Saturday, July 26, 2008

Hope is a Thing


The sky in San Jose this morning is a canopy of poisonous browns and yellows. Smoke pours in over the mountains from any number of recalcitrant wildfires that portend the end of days. Elderly Asian women ambling through the streets in masks, once a happy source of derision, are being openly worshipped by those with enough leg strength to keep up. Cormac McCarthy described such things and they never turned out well.

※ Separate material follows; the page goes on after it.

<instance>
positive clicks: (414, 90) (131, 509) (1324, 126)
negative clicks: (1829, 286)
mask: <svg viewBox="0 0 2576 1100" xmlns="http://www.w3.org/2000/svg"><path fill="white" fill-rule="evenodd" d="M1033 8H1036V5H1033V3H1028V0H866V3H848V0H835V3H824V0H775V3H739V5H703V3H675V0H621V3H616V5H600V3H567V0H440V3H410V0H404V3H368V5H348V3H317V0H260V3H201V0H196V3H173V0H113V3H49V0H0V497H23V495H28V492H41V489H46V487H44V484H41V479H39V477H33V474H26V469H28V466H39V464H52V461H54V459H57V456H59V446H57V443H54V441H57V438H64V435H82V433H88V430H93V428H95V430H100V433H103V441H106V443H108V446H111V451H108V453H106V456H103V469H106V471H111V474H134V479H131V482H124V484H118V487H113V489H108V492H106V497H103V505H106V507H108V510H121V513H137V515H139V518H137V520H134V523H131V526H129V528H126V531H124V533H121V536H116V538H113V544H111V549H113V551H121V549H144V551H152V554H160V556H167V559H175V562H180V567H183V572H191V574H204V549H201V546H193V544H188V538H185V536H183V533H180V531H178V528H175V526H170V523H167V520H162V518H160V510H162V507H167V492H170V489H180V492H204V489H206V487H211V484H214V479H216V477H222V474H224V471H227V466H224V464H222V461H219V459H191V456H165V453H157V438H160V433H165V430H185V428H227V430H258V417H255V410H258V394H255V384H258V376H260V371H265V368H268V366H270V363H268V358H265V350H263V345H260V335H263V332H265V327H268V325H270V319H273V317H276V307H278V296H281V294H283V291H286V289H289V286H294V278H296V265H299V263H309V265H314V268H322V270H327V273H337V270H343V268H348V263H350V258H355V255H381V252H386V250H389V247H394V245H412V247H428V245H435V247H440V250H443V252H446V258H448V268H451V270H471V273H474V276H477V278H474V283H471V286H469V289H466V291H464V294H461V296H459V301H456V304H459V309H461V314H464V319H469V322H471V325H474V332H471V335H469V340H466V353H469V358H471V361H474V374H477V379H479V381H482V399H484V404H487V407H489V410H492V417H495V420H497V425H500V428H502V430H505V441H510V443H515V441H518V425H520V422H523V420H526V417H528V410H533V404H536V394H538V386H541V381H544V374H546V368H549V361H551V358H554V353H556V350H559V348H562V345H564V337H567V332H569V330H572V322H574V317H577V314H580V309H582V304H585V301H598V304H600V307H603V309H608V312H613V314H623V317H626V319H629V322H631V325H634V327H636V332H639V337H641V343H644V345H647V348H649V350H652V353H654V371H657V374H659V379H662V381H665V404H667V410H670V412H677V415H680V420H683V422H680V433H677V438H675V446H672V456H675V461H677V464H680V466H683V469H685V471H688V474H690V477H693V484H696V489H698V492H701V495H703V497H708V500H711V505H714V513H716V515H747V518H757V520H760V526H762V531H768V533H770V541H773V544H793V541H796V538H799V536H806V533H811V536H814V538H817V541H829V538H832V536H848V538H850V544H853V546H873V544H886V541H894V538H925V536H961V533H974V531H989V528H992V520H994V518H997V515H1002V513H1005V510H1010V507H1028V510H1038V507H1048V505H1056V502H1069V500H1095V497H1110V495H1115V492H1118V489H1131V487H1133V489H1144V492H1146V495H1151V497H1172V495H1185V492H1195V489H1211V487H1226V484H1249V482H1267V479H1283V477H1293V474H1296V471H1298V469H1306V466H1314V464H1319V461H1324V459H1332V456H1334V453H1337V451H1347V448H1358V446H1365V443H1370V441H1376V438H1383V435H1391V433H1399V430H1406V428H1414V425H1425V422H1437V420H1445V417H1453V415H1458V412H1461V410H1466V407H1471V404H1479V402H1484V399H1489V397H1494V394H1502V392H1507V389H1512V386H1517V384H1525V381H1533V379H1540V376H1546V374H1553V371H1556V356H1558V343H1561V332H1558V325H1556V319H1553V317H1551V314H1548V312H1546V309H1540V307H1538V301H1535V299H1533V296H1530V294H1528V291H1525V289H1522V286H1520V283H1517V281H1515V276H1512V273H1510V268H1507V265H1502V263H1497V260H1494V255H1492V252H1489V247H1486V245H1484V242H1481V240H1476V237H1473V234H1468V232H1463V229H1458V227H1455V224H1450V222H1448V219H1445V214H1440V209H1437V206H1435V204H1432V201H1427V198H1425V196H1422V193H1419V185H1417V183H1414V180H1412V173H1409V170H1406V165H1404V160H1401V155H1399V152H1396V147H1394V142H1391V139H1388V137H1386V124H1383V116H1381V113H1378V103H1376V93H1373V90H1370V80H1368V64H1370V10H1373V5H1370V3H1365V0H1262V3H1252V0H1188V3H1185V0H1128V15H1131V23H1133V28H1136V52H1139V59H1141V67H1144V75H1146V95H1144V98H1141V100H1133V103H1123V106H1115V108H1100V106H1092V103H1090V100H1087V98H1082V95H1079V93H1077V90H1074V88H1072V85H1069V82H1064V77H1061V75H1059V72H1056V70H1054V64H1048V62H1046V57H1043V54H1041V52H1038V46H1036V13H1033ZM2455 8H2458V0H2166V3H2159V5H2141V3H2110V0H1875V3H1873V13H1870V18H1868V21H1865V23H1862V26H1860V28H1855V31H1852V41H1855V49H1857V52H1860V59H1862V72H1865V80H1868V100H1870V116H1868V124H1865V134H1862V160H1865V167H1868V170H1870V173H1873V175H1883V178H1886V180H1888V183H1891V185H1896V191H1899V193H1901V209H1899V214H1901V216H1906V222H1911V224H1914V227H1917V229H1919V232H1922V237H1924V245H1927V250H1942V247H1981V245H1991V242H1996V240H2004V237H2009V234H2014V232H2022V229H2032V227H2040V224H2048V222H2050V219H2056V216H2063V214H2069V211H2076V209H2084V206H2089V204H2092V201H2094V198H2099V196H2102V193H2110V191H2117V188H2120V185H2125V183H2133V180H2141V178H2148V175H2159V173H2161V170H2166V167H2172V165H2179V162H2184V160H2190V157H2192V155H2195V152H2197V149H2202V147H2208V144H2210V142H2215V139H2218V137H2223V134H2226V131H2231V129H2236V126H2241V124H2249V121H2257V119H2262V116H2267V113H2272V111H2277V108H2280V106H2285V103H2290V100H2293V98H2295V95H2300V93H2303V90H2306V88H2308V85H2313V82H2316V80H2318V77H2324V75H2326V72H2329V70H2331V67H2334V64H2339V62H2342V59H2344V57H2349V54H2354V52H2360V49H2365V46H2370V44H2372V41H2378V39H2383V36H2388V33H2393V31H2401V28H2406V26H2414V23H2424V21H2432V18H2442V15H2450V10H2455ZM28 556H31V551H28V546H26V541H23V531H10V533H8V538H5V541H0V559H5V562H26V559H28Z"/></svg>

Still, amidst the ash and living debris that makes up my back yard, a small cache of tomato plants are finally coming into their own. This year has been hard on them. They are surrounded on all sides by impossibly shaped purple-green weeds; weeds grown bold and nihilistic after generations of heavy metal leeching, acid rain, and American Godlessness. The insects that dare to feed on these weeds become the size of kittens and develop a slathering hunger that can only be subdued by tomatoes and occasional human flesh. The shadows are long, the days are short, and Angels have abandoned weeping.

But...

Like Dickinson's feathered thing. Right there in my garden. Little green orbs of... what? Hope!? No, probably not. Just little green orbs growing on weary vines in a kind of reflexive animal shudder. But they are something that pushes against entropy, if just for a second; and I'll take it.